First Place Winner – “Affirm Your Daughter Everyday, or Someone Else Will” is a great photo that tells clearly and thoughtfully one of the important lessons of raising a young woman needing emotional connection and affirmation in today’s world; and refers to the risks and challenges of teen pregnancy. (Teacher – Deb Baker)
Second Place Winner – “Ready from Head to Toe…Here We Go” depicts the careful seating and restraint of the child of a GRADS* student-parent who understands the importance of the tether, safe placement and current best practices for safely seating an infant or toddler in a car seat. (Teacher – Beverly Holthaus)
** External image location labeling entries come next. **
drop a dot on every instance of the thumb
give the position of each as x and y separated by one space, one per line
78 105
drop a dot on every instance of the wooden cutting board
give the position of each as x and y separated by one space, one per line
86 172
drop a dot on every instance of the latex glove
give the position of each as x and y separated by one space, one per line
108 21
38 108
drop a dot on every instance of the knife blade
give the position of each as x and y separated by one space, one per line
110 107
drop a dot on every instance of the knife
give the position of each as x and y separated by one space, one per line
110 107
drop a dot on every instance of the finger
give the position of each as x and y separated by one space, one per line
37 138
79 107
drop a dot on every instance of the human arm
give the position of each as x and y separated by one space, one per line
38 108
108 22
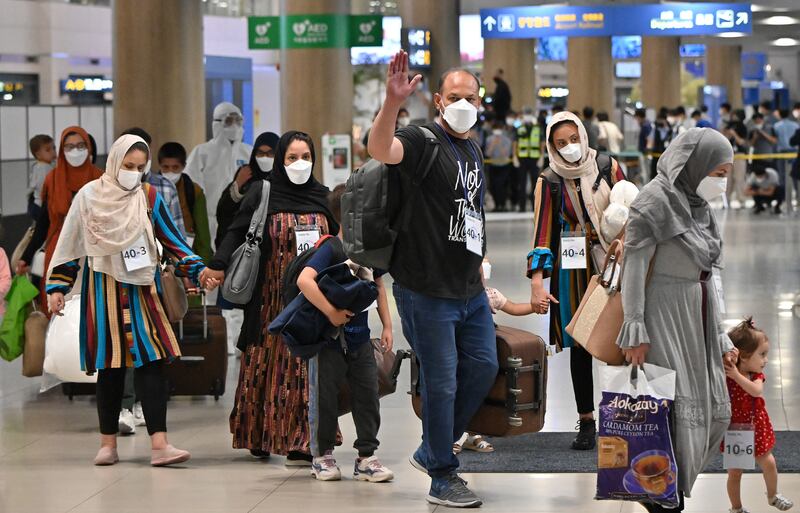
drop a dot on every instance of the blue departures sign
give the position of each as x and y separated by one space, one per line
680 19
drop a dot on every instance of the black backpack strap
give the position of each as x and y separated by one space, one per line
432 149
604 165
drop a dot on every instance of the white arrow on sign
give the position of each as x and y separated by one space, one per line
741 18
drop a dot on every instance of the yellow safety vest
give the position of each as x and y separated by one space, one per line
528 144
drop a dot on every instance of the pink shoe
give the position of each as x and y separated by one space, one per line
106 456
168 456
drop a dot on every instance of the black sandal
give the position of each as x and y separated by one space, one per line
587 431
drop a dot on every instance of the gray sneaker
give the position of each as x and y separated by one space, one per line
451 491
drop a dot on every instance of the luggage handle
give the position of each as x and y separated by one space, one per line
205 317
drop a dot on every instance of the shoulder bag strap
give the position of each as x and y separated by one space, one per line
259 219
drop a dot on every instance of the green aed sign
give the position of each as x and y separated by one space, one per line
314 31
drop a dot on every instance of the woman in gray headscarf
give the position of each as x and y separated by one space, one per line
672 318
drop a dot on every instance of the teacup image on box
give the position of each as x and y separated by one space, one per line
653 471
612 452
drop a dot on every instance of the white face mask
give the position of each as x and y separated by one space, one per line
299 171
571 152
265 163
129 180
712 187
460 116
233 133
172 177
76 157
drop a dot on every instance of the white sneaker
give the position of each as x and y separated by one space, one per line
372 470
324 468
127 423
138 414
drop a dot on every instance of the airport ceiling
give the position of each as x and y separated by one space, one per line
765 14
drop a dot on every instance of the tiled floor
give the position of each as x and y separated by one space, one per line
47 443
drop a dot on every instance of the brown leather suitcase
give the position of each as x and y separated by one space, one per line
516 403
203 366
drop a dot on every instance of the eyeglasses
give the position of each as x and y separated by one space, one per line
231 119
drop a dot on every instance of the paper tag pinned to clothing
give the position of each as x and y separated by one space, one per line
738 449
306 237
473 229
573 251
137 256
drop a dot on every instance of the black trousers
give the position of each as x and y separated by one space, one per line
527 168
151 390
328 371
500 182
580 366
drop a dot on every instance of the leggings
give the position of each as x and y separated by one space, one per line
580 366
150 389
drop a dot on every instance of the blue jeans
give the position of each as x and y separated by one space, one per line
455 343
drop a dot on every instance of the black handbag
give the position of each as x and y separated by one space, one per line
242 273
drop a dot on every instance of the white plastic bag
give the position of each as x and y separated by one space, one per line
62 348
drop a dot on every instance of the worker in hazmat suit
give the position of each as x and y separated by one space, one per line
212 165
Third Place Winner – “Buckling Up Just Takes a Snap. It Allows Me to Safely Nap.” Reflects a GRADS* student-parent who has learned about the newest information regarding infant seating. (Teacher – Beverly Holthaus)
Honorable Mention – “Always Making Sure that Jayden is Safely Buckled in the Car Makes Him Ready to Giddy-Up and Go”, shows a happy Jayden, a toddler on the go who benefits from being safely restrained in the back seat. (Teacher – Deb Baker)
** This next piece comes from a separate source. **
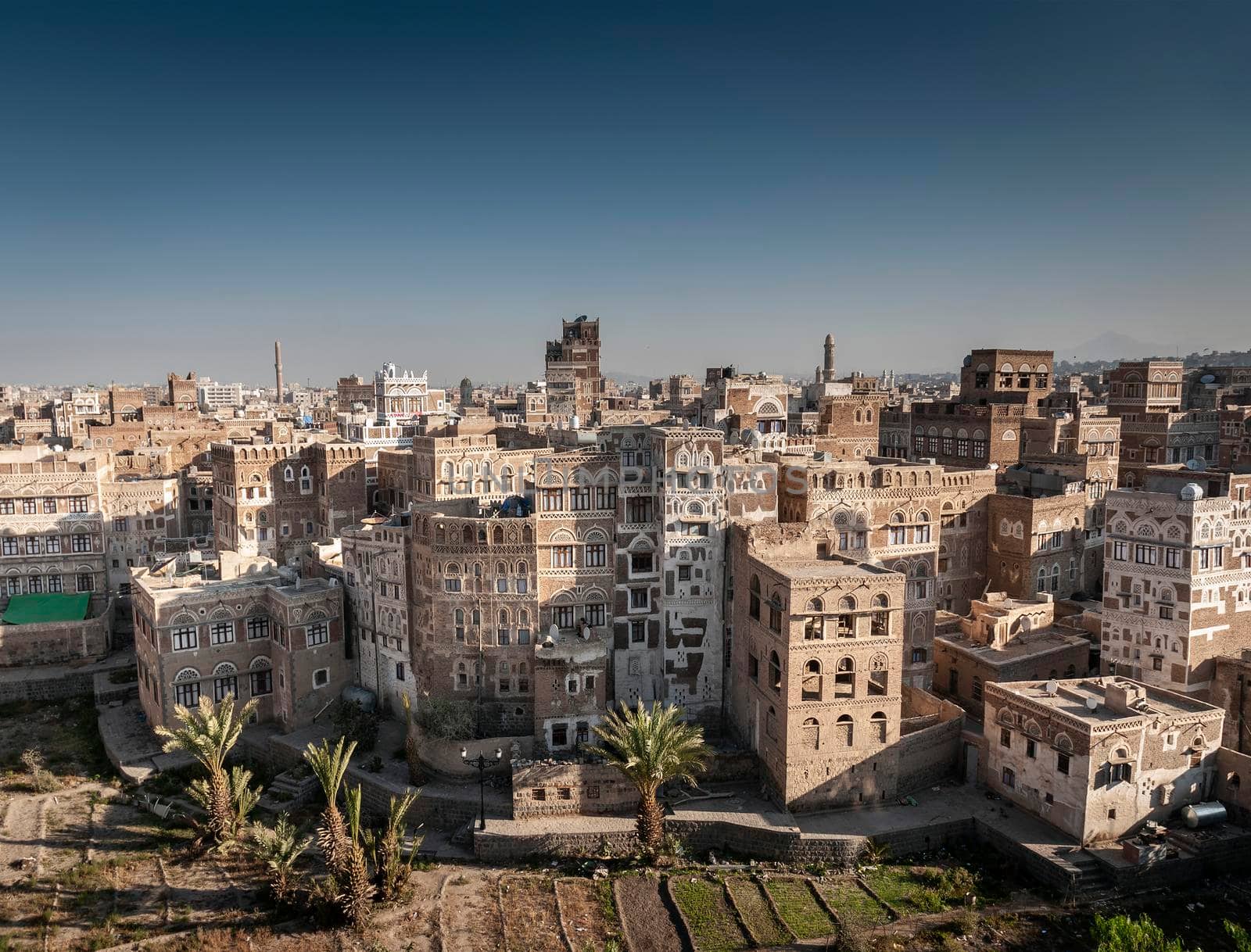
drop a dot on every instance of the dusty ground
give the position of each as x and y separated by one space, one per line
81 870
Critical new guidelines released spring of 2011 substantially change the safe seating recommendations of the past. Although not yet the law, they are now recommendations based on the newest research regarding infant mortality and morbidity in the case of a crash. **
Please note the article on this newest information released spring 2011 by the American Academy of Pediatrics (AAP) and endorsed by the National Highway Safety Administration (NHTSA). Go to www.usep-ohio.com and/or click on CAR SEAT RECOMMENDATIONS for more information.
The following action projects are all examples of secondary students teaching younger elementary students about dangers including fire, kitchen, internet, strangers, the playground, water play and on the highway. They explore safe practices and rules to help teach responsibility and put kids in charge of their own safety with a combination of hands-on activities and experiential learning methods.
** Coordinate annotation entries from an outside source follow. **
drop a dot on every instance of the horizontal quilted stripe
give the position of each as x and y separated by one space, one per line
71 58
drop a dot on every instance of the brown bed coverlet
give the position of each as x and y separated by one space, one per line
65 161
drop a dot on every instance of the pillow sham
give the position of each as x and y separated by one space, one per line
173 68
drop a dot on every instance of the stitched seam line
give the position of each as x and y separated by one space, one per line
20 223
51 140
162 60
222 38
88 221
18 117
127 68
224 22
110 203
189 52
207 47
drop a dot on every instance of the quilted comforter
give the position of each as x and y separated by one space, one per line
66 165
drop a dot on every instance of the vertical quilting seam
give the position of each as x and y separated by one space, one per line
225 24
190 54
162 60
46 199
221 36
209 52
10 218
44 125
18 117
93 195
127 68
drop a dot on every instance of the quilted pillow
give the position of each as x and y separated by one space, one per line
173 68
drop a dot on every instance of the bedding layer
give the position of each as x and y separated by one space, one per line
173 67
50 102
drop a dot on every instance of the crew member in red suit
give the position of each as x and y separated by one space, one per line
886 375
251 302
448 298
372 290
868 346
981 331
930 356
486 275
First Place Winner – “Buckle Up on the Road and safely You Will Go” reflects Krystal Randle’s work to tell students the story of how and why it is critical to buckle into your seat restraint and be properly seated as you drive. She tells young students her personal experience of being in critical condition when injured in a car crash while not wearing her seat belt. She says, "The Center for Disease Control and Prevention reports that motor vehicle accidents are the number one leading cause of death among children in the U.S. Many of these deaths can be prevented.” (Teacher - Jasmine King)
Second Place Winner – “Hard Hats, They’re not just for Decoration! Wear Them on All Biking Occasions” is Bobby Roberson’s project designed to teach students the importance of bike safety and wearing helmets. He says, “An average of 130 kids get hurt by falling off a bike every day. That’s why I tell how to stay safe at all times while riding a bike.” (Teacher - Jasmine King)
*GRADS – Graduation Reality and Dual-Role Skills is a class offered in Ohio schools, taught by trained Family and Consumer Sciences teachers to pregnant and parenting teens. Keeping these students in school greatly enhances their ability to learn the skills needed to parent a healthy child and to acquire career skills that lead to successful employment.